L’ascesa dell’IA e la diffusione dello "slop" generato dall’intelligenza artificiale hanno contribuito a potenziare queste tendenze, espandendole oltre i confini generazionali.
In un recente sondaggio condotto da Pew Research negli Stati Uniti, solo il 16% degli intervistati ha dichiarato di ritenere che l’IA avrà un impatto positivo sulla società, ed è sempre più comune incontrare persone che lamentano una crescente stanchezza nei confronti delle varie forme di IA generativa.
Era solo questione di tempo prima che questo diffuso malcontento potesse essere assimilato ed elaborato dall’apparato digerente del capitalismo: il marketing. Il merito di averlo compiuto con successo la digestione va a Polaroid, che lo scorso anno ha ideato un’interessante campagna su larga scala incentrata sul rifiuto di ciò che i “Mad Men” dell’azienda definivano “il regno degli schermi e dell’IA”.
I cartelloni sono semplici: una foto Polaroid accompagnata da una frase di due righe ben studiata che gioca sui temi del legame umano, dei ricordi e delle relazioni. Per l’estate 2026, Polaroid ha rinnovato e ampliato la campagna per promuovere la nuova fotocamera istantanea Go Gen 3. L’ultima installazione a Coney Island, ad esempio, invita i passanti a «tuffarsi in acqua, prima che i data center la prosciughino tutta», facendo leva sul dibattito statunitense relativo alla costruzione di enormi data center da parte degli hyperscaler in tutto il Paese.
Il cartellone pubblicitario si inserisce in una campagna globale che ha visto la realizzazione di installazioni simili a Londra (compreso un takeover della stazione di King’s Cross), a New York e in Corea del Sud. Gli annunci presentano una Polaroid (scattata per davvero) e slogan scritti a mano come “Non puoi crogiolarti nella luce blu”, “Balla come se nessuno ti stesse filmando” e “Che giornata fantastica per starsene a fissare uno schermo per ore e ore”.
"Quando abbiamo smesso di chiederci come rendere le fotocamere istantanee attraenti per la Generazione Z, e abbiamo iniziato a chiederci perché Polaroid dovrebbe esistere in un’era dominata dall’intelligenza artificiale, abbiamo capito di essere sulla strada giusta.

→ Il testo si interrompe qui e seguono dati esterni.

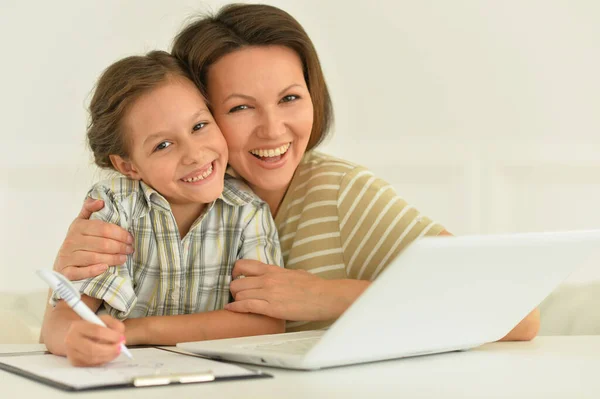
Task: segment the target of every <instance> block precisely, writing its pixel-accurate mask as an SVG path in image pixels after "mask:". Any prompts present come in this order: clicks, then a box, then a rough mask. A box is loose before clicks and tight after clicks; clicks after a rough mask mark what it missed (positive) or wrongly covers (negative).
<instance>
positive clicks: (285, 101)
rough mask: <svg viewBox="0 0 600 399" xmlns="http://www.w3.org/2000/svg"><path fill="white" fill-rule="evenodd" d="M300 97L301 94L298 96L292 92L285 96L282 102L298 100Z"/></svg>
mask: <svg viewBox="0 0 600 399" xmlns="http://www.w3.org/2000/svg"><path fill="white" fill-rule="evenodd" d="M299 98H300V96H297V95H295V94H290V95H289V96H285V97H283V98H282V99H281V101H280V102H282V103H289V102H291V101H294V100H297V99H299Z"/></svg>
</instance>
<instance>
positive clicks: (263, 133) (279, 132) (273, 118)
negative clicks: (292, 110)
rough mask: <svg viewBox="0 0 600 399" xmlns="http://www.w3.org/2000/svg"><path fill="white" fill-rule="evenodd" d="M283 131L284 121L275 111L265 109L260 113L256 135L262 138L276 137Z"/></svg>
mask: <svg viewBox="0 0 600 399" xmlns="http://www.w3.org/2000/svg"><path fill="white" fill-rule="evenodd" d="M284 133H285V122H284V120H283V118H281V116H279V115H277V112H275V111H266V112H264V113H263V115H262V121H261V125H260V129H259V130H258V136H259V137H260V138H263V139H270V140H273V139H277V138H278V137H280V136H282V135H283V134H284Z"/></svg>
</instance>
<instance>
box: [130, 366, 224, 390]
mask: <svg viewBox="0 0 600 399" xmlns="http://www.w3.org/2000/svg"><path fill="white" fill-rule="evenodd" d="M214 380H215V375H214V374H213V372H212V371H211V370H207V371H203V372H201V373H189V374H163V375H161V374H154V375H149V376H140V377H135V378H134V379H133V386H135V387H153V386H159V385H169V384H191V383H194V382H210V381H214Z"/></svg>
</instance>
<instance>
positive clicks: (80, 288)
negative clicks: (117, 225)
mask: <svg viewBox="0 0 600 399" xmlns="http://www.w3.org/2000/svg"><path fill="white" fill-rule="evenodd" d="M88 197H91V198H94V199H100V200H103V201H104V208H102V209H101V210H99V211H97V212H94V213H93V214H92V216H91V217H90V220H92V219H95V220H102V221H105V222H108V223H113V224H116V225H119V226H121V227H123V228H127V227H128V215H127V213H126V212H125V210H124V208H123V206H122V205H121V204H120V203H119V202H118V201H117V200H115V197H114V194H113V193H112V192H111V191H110V190H109V189H108V188H106V187H103V186H95V187H94V188H92V189H91V190H90V191H89V192H88ZM129 260H130V258H128V261H127V262H126V263H125V264H123V265H119V266H111V267H109V268H108V270H107V271H105V272H104V273H102V274H101V275H99V276H96V277H93V278H88V279H84V280H79V281H73V285H74V286H75V287H76V288H77V289H78V290H79V292H80V293H82V294H85V295H88V296H90V297H92V298H97V299H102V301H103V302H104V309H105V311H106V312H107V313H109V314H110V315H111V316H113V317H115V318H117V319H119V320H123V319H126V318H127V316H128V315H129V313H130V312H131V310H132V309H133V307H134V306H135V304H136V302H137V297H136V295H135V292H134V290H133V281H132V276H131V268H130V265H129ZM52 299H53V304H55V303H56V300H57V299H60V298H59V297H58V295H57V294H56V293H55V294H54V295H53V298H52Z"/></svg>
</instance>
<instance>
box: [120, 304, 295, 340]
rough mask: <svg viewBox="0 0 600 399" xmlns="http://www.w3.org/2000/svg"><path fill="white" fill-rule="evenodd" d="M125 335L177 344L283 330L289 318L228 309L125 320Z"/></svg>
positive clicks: (130, 336)
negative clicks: (251, 312) (273, 317)
mask: <svg viewBox="0 0 600 399" xmlns="http://www.w3.org/2000/svg"><path fill="white" fill-rule="evenodd" d="M125 327H126V329H125V337H126V339H127V342H128V343H129V344H130V345H175V344H177V343H179V342H190V341H205V340H211V339H222V338H235V337H243V336H250V335H263V334H279V333H282V332H284V331H285V321H284V320H279V319H273V318H270V317H266V316H263V315H257V314H241V313H234V312H230V311H227V310H215V311H212V312H204V313H195V314H186V315H177V316H151V317H143V318H137V319H128V320H125Z"/></svg>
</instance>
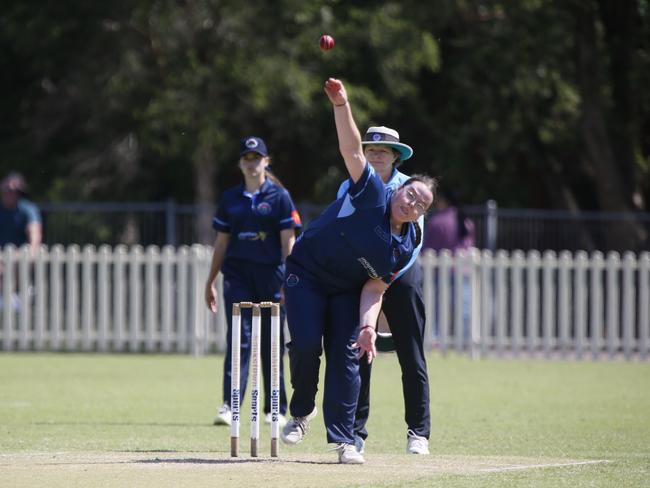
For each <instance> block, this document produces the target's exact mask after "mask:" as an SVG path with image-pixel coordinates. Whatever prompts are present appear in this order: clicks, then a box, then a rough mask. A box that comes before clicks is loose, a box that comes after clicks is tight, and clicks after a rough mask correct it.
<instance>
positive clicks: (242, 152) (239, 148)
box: [239, 136, 269, 157]
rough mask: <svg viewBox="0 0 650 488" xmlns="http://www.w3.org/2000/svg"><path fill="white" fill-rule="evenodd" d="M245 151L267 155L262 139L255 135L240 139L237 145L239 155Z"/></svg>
mask: <svg viewBox="0 0 650 488" xmlns="http://www.w3.org/2000/svg"><path fill="white" fill-rule="evenodd" d="M247 152H256V153H257V154H260V155H261V156H264V157H266V156H268V155H269V152H268V151H267V149H266V144H264V141H263V140H262V139H260V138H259V137H255V136H249V137H244V138H243V139H242V140H241V143H240V145H239V155H240V156H243V155H244V154H246V153H247Z"/></svg>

Per Polaroid, il semplice fatto di esistere è già un atto di ribellione. Sebbene le nostre campagne siano provocatorie e mettano in discussione il nostro rapporto con la tecnologia, non siamo contro il digitale", ha affermato Patricia Varella, direttrice creativa di Polaroid. "Sappiamo che dobbiamo convivere con la tecnologia e l'AI, ma siamo profondamente a favore dell’uomo e sappiamo cosa ci offre l’umanità. Sappiamo anche cosa rischiamo di perdere se non la proteggiamo. È una battaglia che vale la pena combattere.”

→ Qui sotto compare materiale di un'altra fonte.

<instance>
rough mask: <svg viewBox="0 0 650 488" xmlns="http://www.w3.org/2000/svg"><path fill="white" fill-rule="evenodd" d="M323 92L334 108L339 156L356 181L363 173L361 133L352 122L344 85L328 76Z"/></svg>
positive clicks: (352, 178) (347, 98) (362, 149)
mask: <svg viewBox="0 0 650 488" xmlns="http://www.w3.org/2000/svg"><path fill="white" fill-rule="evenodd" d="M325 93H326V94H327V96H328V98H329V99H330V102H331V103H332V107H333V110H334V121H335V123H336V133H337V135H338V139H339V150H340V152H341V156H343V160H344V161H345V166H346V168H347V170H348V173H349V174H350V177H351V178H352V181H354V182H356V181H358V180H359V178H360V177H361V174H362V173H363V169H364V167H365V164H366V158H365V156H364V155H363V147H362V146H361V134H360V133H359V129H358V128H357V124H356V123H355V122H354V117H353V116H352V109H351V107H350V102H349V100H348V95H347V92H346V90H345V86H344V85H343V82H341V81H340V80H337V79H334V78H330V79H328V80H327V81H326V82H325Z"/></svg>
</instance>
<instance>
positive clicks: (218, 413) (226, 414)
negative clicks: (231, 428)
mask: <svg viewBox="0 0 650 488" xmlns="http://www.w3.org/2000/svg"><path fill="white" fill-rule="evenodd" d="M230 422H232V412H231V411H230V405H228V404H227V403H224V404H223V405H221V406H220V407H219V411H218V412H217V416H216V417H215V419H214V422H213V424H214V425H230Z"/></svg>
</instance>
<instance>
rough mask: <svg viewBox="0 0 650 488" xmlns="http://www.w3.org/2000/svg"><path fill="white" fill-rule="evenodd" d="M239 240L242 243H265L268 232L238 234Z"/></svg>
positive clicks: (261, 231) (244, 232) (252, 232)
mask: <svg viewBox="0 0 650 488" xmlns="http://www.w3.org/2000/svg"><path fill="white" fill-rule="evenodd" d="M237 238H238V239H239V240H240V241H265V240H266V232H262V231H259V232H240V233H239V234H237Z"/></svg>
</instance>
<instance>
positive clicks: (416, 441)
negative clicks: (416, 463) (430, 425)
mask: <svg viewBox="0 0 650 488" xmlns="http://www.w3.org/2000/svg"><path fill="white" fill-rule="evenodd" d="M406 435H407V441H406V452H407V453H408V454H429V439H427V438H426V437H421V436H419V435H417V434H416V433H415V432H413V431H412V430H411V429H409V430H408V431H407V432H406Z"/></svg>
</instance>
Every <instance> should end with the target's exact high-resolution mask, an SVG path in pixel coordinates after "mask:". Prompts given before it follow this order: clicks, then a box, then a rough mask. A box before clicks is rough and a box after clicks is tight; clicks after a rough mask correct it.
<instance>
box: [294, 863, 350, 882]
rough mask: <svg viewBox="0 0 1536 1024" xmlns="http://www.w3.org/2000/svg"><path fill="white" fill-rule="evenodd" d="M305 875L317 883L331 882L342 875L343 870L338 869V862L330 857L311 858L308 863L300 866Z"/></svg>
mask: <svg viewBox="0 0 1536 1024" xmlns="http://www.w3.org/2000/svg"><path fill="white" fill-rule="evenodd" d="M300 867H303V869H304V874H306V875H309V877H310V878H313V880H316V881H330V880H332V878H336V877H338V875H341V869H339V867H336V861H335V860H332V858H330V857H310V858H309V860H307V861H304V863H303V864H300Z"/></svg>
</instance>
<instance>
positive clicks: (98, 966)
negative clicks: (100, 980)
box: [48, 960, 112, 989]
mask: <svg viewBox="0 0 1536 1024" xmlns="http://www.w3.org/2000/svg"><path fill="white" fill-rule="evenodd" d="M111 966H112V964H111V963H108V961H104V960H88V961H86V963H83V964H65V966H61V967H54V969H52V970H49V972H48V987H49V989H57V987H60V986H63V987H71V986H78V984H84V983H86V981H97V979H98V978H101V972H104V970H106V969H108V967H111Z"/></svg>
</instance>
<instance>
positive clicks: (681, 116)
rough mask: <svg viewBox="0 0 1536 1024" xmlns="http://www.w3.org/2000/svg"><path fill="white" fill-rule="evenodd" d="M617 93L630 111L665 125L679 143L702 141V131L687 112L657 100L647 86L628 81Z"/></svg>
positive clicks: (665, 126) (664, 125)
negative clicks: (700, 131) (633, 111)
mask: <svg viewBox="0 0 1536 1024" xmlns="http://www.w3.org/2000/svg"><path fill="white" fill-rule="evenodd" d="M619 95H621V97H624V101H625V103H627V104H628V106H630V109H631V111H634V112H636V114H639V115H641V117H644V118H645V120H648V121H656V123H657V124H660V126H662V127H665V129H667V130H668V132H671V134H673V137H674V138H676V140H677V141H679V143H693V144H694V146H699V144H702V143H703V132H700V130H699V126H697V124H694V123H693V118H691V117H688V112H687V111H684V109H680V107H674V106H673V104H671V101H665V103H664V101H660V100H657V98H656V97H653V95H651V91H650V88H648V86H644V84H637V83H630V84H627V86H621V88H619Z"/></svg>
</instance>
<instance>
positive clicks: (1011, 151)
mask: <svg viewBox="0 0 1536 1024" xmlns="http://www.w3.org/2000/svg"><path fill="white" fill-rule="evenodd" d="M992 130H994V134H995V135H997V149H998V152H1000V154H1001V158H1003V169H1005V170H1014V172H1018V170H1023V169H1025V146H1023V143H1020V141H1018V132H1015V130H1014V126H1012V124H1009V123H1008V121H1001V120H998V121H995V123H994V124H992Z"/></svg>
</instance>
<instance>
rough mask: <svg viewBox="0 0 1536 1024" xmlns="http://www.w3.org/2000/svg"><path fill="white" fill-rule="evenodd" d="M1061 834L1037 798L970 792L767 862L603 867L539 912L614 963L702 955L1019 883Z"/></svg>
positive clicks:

Da parte nostra possiamo solo dire “Brava Polaroid”. Si tratta senza dubbio di una campagna ben congegnata. Si può condividere pienamente ogni singolo claim, tutti selezionati con cura per toccare un’ampia gamma di critiche all'esuberanza senza controllo dei tech bro e dei loro sodali. Sebbene i critici stiano già da tempo approfondendo gli sconcertanti aspetti negativi della recente frenesia (tecnologica e finanziaria) per l’IA generativa, e nonostante vi sia già un numero enorme di saggi sull’uso eccessivo degli schermi e degli strumenti digitali, la rinfrescante schiettezza di una campagna pubblicitaria è un buon segno della popolarità di simili posizioni presso il pubblico mainstream.

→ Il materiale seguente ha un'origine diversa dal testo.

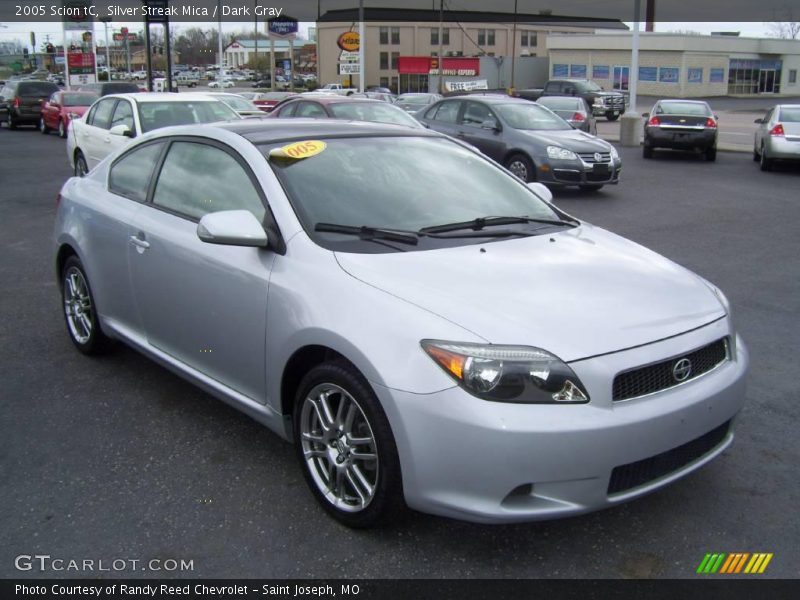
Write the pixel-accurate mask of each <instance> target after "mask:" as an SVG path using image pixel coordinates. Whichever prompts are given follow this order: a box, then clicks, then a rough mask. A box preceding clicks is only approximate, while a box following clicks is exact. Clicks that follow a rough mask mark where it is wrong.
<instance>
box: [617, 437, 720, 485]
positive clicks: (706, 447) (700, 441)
mask: <svg viewBox="0 0 800 600" xmlns="http://www.w3.org/2000/svg"><path fill="white" fill-rule="evenodd" d="M730 423H731V422H730V421H727V422H725V423H723V424H722V425H720V426H719V427H717V428H716V429H713V430H711V431H709V432H708V433H706V434H705V435H702V436H700V437H699V438H697V439H695V440H692V441H691V442H687V443H686V444H684V445H683V446H678V447H677V448H673V449H672V450H667V451H666V452H662V453H661V454H656V455H655V456H651V457H650V458H645V459H644V460H639V461H636V462H635V463H629V464H627V465H621V466H619V467H614V470H613V471H612V472H611V480H610V481H609V482H608V494H609V495H611V494H619V493H620V492H626V491H628V490H630V489H632V488H635V487H638V486H640V485H644V484H645V483H649V482H651V481H654V480H656V479H658V478H659V477H664V476H665V475H669V474H670V473H673V472H674V471H677V470H679V469H681V468H683V467H685V466H686V465H688V464H689V463H690V462H692V461H695V460H697V459H698V458H700V457H701V456H703V455H705V454H708V452H710V451H711V450H713V449H714V448H716V447H717V446H719V444H720V443H721V442H722V440H724V439H725V436H726V435H727V434H728V428H729V427H730Z"/></svg>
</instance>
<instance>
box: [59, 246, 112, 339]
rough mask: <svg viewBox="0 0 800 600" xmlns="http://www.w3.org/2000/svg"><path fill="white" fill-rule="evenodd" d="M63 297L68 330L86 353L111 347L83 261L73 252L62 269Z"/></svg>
mask: <svg viewBox="0 0 800 600" xmlns="http://www.w3.org/2000/svg"><path fill="white" fill-rule="evenodd" d="M61 298H62V301H63V304H64V318H65V319H66V322H67V333H69V338H70V339H71V340H72V343H73V344H75V347H76V348H77V349H78V350H80V351H81V352H83V353H84V354H99V353H101V352H103V351H104V350H106V349H107V348H108V343H109V339H108V338H107V337H106V336H105V334H104V333H103V332H102V330H101V329H100V323H99V321H98V319H97V309H96V307H95V304H94V298H93V297H92V291H91V289H90V288H89V280H88V278H87V277H86V272H85V271H84V268H83V264H82V263H81V261H80V259H78V257H77V256H70V257H69V258H68V259H67V260H66V261H65V262H64V268H63V269H62V270H61Z"/></svg>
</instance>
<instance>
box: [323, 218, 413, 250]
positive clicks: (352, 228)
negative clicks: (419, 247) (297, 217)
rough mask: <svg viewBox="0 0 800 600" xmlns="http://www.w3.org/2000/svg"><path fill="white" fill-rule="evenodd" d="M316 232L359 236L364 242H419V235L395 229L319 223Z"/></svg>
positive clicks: (363, 225)
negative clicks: (334, 233)
mask: <svg viewBox="0 0 800 600" xmlns="http://www.w3.org/2000/svg"><path fill="white" fill-rule="evenodd" d="M314 231H322V232H326V233H347V234H351V235H357V236H358V237H360V238H361V239H362V240H378V239H380V240H389V241H392V242H400V243H401V244H411V245H414V246H416V245H417V243H418V242H419V239H418V237H417V234H416V233H415V232H413V231H397V230H393V229H382V228H380V227H369V226H367V225H362V226H360V227H356V226H354V225H339V224H338V223H317V224H316V225H314Z"/></svg>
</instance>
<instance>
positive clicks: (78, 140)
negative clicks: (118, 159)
mask: <svg viewBox="0 0 800 600" xmlns="http://www.w3.org/2000/svg"><path fill="white" fill-rule="evenodd" d="M116 104H117V99H116V98H104V99H102V100H100V101H99V102H98V103H97V106H96V107H95V108H94V110H92V114H91V115H89V120H87V121H86V122H85V123H84V126H83V127H81V128H80V129H79V130H77V131H76V133H77V135H78V139H77V143H78V147H79V148H80V149H81V151H82V152H83V156H84V157H85V158H86V164H87V165H88V166H89V169H93V168H94V167H95V166H96V165H97V163H99V162H100V161H101V160H103V159H104V158H105V157H106V156H108V154H109V152H110V151H111V134H110V133H109V132H108V130H109V128H110V127H111V116H112V115H113V114H114V106H116Z"/></svg>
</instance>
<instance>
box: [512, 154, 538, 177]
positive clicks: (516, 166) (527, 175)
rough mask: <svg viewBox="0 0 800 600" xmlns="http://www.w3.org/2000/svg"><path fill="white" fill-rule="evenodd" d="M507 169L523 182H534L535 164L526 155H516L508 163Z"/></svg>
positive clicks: (518, 154)
mask: <svg viewBox="0 0 800 600" xmlns="http://www.w3.org/2000/svg"><path fill="white" fill-rule="evenodd" d="M506 169H508V170H509V171H511V173H512V174H513V175H516V176H517V177H519V178H520V179H522V181H525V182H528V181H534V170H533V163H532V162H531V160H530V159H529V158H528V157H527V156H525V155H524V154H514V155H512V156H511V157H509V159H508V160H507V161H506Z"/></svg>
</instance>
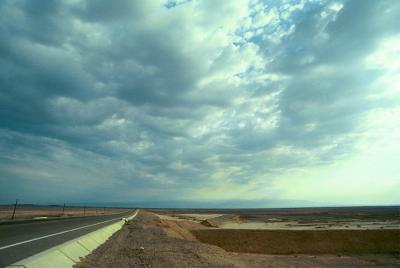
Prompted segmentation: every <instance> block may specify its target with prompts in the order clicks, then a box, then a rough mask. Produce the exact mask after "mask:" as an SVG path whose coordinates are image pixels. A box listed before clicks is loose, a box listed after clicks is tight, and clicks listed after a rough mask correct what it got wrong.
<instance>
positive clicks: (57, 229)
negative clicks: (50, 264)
mask: <svg viewBox="0 0 400 268" xmlns="http://www.w3.org/2000/svg"><path fill="white" fill-rule="evenodd" d="M132 214H133V211H129V212H125V213H120V214H113V215H105V216H94V217H93V216H91V217H77V218H66V219H60V220H49V221H38V222H28V223H19V224H7V225H0V267H4V266H6V265H9V264H12V263H14V262H17V261H19V260H22V259H25V258H27V257H29V256H32V255H35V254H37V253H39V252H41V251H44V250H46V249H49V248H51V247H54V246H56V245H59V244H62V243H64V242H66V241H69V240H71V239H74V238H77V237H79V236H81V235H84V234H87V233H90V232H92V231H94V230H97V229H99V228H101V227H104V226H107V225H109V224H112V223H114V222H117V221H118V220H120V219H121V218H122V217H126V216H129V215H132Z"/></svg>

Siamo ovviamente consapevoli che una campagna di marketing mira a vendere prodotti, piuttosto che a cambiare lo status quo, ma si tratta comunque di un passo positivo nella giusta direzione. Affermare che tutti noi, collettivamente, detestiamo ciò che gli schermi, gli smartphone e i chatbot basati sull’IA generativa hanno fatto alla società non è più una lamentela di nicchia e automaticamente anti-tecnologica: un cambiamento importante dello zeitgeist che Polaroid ha saputo fotografare alla perfezione.